1)GND2 is the ground terminal of the load. It is connected to the common ground through the R16 resistor (R16 should be selected according to the size of the load current), and there will be a small voltage difference.
2)This circuit is a proportional operation circuit in the same phase, so the voltage of the sampling terminal = the voltage of the input terminal * (1+R9/R11) = 69 times the input voltage. You can modify R9 to adjust the magnification according to the measurement range.
6. MOSFET Design Reference Application (Control Power Output On & Off)
7. Input Power Design Reference Application
If the circuit cost is relatively tight, components can be appropriately deleted as needed.
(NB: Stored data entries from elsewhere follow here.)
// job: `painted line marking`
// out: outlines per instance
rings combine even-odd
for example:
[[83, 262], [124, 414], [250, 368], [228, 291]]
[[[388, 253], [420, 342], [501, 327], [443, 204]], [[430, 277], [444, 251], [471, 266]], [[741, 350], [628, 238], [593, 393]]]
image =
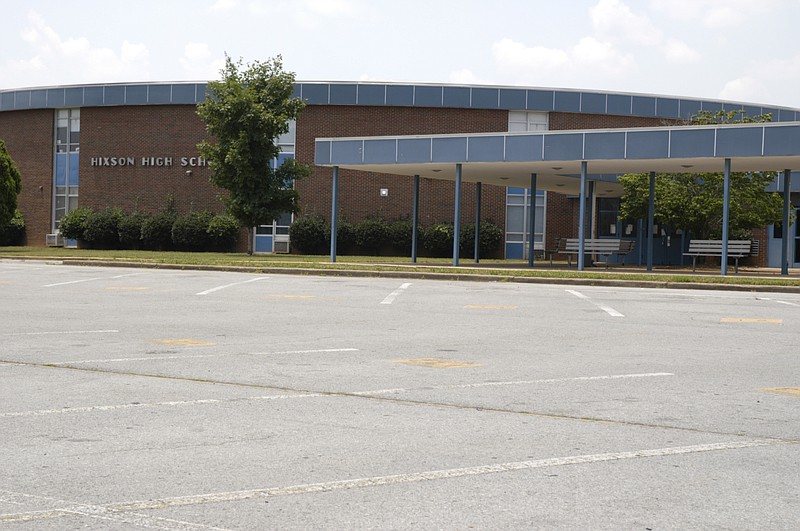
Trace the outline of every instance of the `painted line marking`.
[[589, 302], [591, 304], [594, 304], [595, 306], [597, 306], [598, 308], [600, 308], [601, 310], [606, 312], [611, 317], [625, 317], [624, 315], [619, 313], [614, 308], [612, 308], [610, 306], [606, 306], [605, 304], [601, 304], [599, 302], [595, 302], [592, 299], [590, 299], [589, 297], [587, 297], [586, 295], [584, 295], [583, 293], [581, 293], [580, 291], [575, 291], [575, 290], [572, 290], [572, 289], [568, 289], [567, 293], [571, 293], [571, 294], [575, 295], [576, 297], [578, 297], [579, 299], [583, 299], [583, 300], [585, 300], [585, 301], [587, 301], [587, 302]]
[[800, 397], [800, 387], [765, 387], [764, 389], [756, 389], [756, 391]]
[[[423, 481], [439, 481], [444, 479], [462, 478], [469, 476], [485, 476], [488, 474], [502, 474], [516, 471], [535, 470], [541, 468], [552, 468], [558, 466], [584, 465], [593, 463], [603, 463], [609, 461], [623, 461], [628, 459], [648, 459], [659, 457], [670, 457], [679, 455], [689, 455], [703, 452], [721, 452], [726, 450], [740, 450], [745, 448], [757, 448], [763, 446], [775, 446], [779, 444], [791, 444], [786, 441], [776, 440], [750, 440], [750, 441], [729, 441], [710, 444], [695, 444], [690, 446], [673, 446], [667, 448], [656, 448], [651, 450], [635, 450], [629, 452], [609, 452], [602, 454], [573, 455], [566, 457], [553, 457], [547, 459], [534, 459], [528, 461], [512, 461], [508, 463], [479, 465], [464, 468], [450, 468], [431, 470], [427, 472], [414, 472], [409, 474], [395, 474], [388, 476], [372, 476], [357, 479], [345, 479], [340, 481], [329, 481], [323, 483], [305, 483], [291, 485], [287, 487], [267, 487], [261, 489], [238, 490], [228, 492], [215, 492], [207, 494], [197, 494], [193, 496], [177, 496], [171, 498], [161, 498], [155, 500], [144, 500], [134, 502], [112, 503], [104, 506], [91, 506], [93, 511], [87, 516], [102, 517], [102, 515], [112, 515], [123, 518], [123, 514], [131, 511], [145, 511], [154, 509], [166, 509], [170, 507], [186, 507], [192, 505], [204, 505], [208, 503], [229, 503], [236, 501], [249, 500], [253, 498], [269, 498], [276, 496], [292, 496], [302, 494], [313, 494], [321, 492], [333, 492], [338, 490], [363, 489], [380, 487], [384, 485], [399, 485], [408, 483], [419, 483]], [[2, 495], [4, 491], [0, 491]], [[14, 493], [9, 493], [14, 494]], [[86, 505], [64, 507], [47, 512], [28, 512], [10, 513], [0, 515], [0, 522], [19, 522], [41, 520], [63, 516], [63, 513], [76, 513], [75, 507], [84, 508]], [[89, 512], [84, 510], [83, 512]], [[138, 518], [138, 514], [136, 517]], [[155, 518], [155, 517], [150, 517]], [[160, 519], [158, 523], [166, 519]], [[148, 522], [154, 524], [156, 522]], [[182, 522], [186, 524], [186, 522]], [[191, 524], [189, 524], [191, 525]]]
[[316, 299], [314, 295], [269, 295], [269, 299]]
[[401, 284], [399, 288], [391, 292], [389, 295], [386, 296], [385, 299], [381, 301], [381, 304], [391, 304], [394, 300], [405, 290], [407, 290], [411, 286], [410, 282], [406, 282], [405, 284]]
[[0, 334], [2, 337], [7, 336], [49, 336], [60, 334], [116, 334], [119, 330], [63, 330], [60, 332], [13, 332], [10, 334]]
[[783, 324], [783, 319], [755, 319], [748, 317], [723, 317], [719, 320], [720, 323], [770, 323], [770, 324]]
[[418, 365], [431, 369], [461, 369], [464, 367], [480, 367], [480, 363], [468, 361], [448, 360], [444, 358], [417, 358], [413, 360], [392, 360], [392, 363], [402, 363], [405, 365]]
[[200, 293], [197, 293], [197, 295], [208, 295], [209, 293], [214, 293], [215, 291], [219, 291], [219, 290], [222, 290], [222, 289], [225, 289], [225, 288], [230, 288], [230, 287], [233, 287], [233, 286], [241, 286], [242, 284], [249, 284], [251, 282], [258, 282], [259, 280], [266, 280], [268, 278], [269, 277], [256, 277], [256, 278], [251, 278], [249, 280], [243, 280], [242, 282], [234, 282], [232, 284], [225, 284], [224, 286], [217, 286], [216, 288], [211, 288], [211, 289], [207, 289], [205, 291], [201, 291]]
[[106, 291], [146, 291], [150, 288], [137, 288], [133, 286], [108, 287]]
[[465, 310], [516, 310], [516, 306], [476, 306], [469, 304], [464, 306]]
[[212, 343], [211, 341], [200, 341], [188, 337], [179, 339], [153, 339], [151, 343], [168, 347], [211, 347], [216, 345], [216, 343]]
[[794, 302], [789, 302], [789, 301], [779, 301], [779, 300], [777, 300], [777, 299], [770, 299], [770, 298], [768, 298], [768, 297], [756, 297], [756, 300], [757, 300], [757, 301], [770, 301], [770, 302], [774, 302], [774, 303], [777, 303], [777, 304], [785, 304], [786, 306], [796, 306], [796, 307], [800, 307], [800, 304], [796, 304], [796, 303], [794, 303]]
[[136, 275], [144, 275], [144, 273], [128, 273], [127, 275], [116, 275], [113, 277], [93, 277], [93, 278], [84, 278], [81, 280], [70, 280], [68, 282], [56, 282], [55, 284], [46, 284], [42, 287], [44, 288], [53, 288], [55, 286], [66, 286], [67, 284], [80, 284], [81, 282], [92, 282], [94, 280], [112, 280], [117, 278], [125, 278], [125, 277], [134, 277]]
[[323, 352], [357, 352], [357, 348], [323, 348], [314, 350], [286, 350], [283, 352], [246, 352], [244, 354], [185, 354], [178, 356], [144, 356], [139, 358], [110, 358], [110, 359], [97, 359], [97, 360], [75, 360], [75, 361], [60, 361], [60, 362], [42, 362], [45, 365], [62, 366], [73, 365], [78, 363], [117, 363], [125, 361], [150, 361], [150, 360], [183, 360], [195, 358], [219, 358], [222, 356], [269, 356], [281, 354], [316, 354]]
1)F1 self-recovery fuse, overcurrent protection, the threshold value can be adjusted according to the actual load current.
2)The D10 Schottky diode reduces the influence of the power supply of the rear stage on the front stage, prevents the positive and negative connections of the power supply from burning out the rear stage circuit, and prevents the current from flowing backward when the power supply is turned off, but there is a voltage drop of about 0.4V through the diode, which needs to be considered. After the 0.4V step-down, will it be lower than the normal working voltage of the subsequent circuit?
3)TVS tube input voltage is too high protection, generally take 1.4 times the normal input voltage.